You wouldn’t be able to tell by how much I was broken by how much I worked. I ran the technology at a state library conference mid-breakdown. All of it. All 12-15 presenters every hour on the hour, with full check-ups on each piece of equipment and training sessions for anyone who needed it. Three days. 17 hours a day. Then, next week, I started the summer reading program at the library. I personally handed books to 800 children at the local elementary schools. I ran events for hundreds of kids a week. I did. so. much.
It did nothing for me. I spent my evenings looking at my hand curl in and out around my cellphone screen, trailing the cracks down its surface, catching my breath every time I saw a notification for my email, my work, my social media accounts. I tried not to think about where I really was: way up high with no parachute. Rusted metal digging in behind my knees. The acid bite of smog on my tongue. And that thing sitting below me, its cracked face waiting for me to realize what it was.

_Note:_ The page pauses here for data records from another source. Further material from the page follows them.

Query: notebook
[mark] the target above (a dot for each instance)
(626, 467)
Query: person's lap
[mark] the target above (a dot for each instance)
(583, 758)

It says here you’ve been diagnosed with Bipolar Disorder. Can you explain to me why that might be?
The cracked face with roving eyes. Panic wide.
Ah. I know you came in here looking to decrease your medication, but from what you’ve told me, I think we will have to increase it for a trial period of three months.
Me. My mother. My future.
I really think it will help you.
Quiet behind my closed eyes.
By the time August came around, I had two new tattoos, new glasses, pink hair, and stronger meds. Meds I understood, now, weren’t just meant for depression. They were for bipolar disorder. They’d always been.
I’d always been.
I’m still trying to wrap my head around this new perspective. Looking up, from way down low. I’m used to the drowning sensation of depression, a spark of elation that lifts me up above the clouds. The obsession that will keep me writing for hours without end. It’s been a long time looking from this direction. I just hadn’t known.
I won’t look back. What’s done is done. There’s only the future. There’s only one.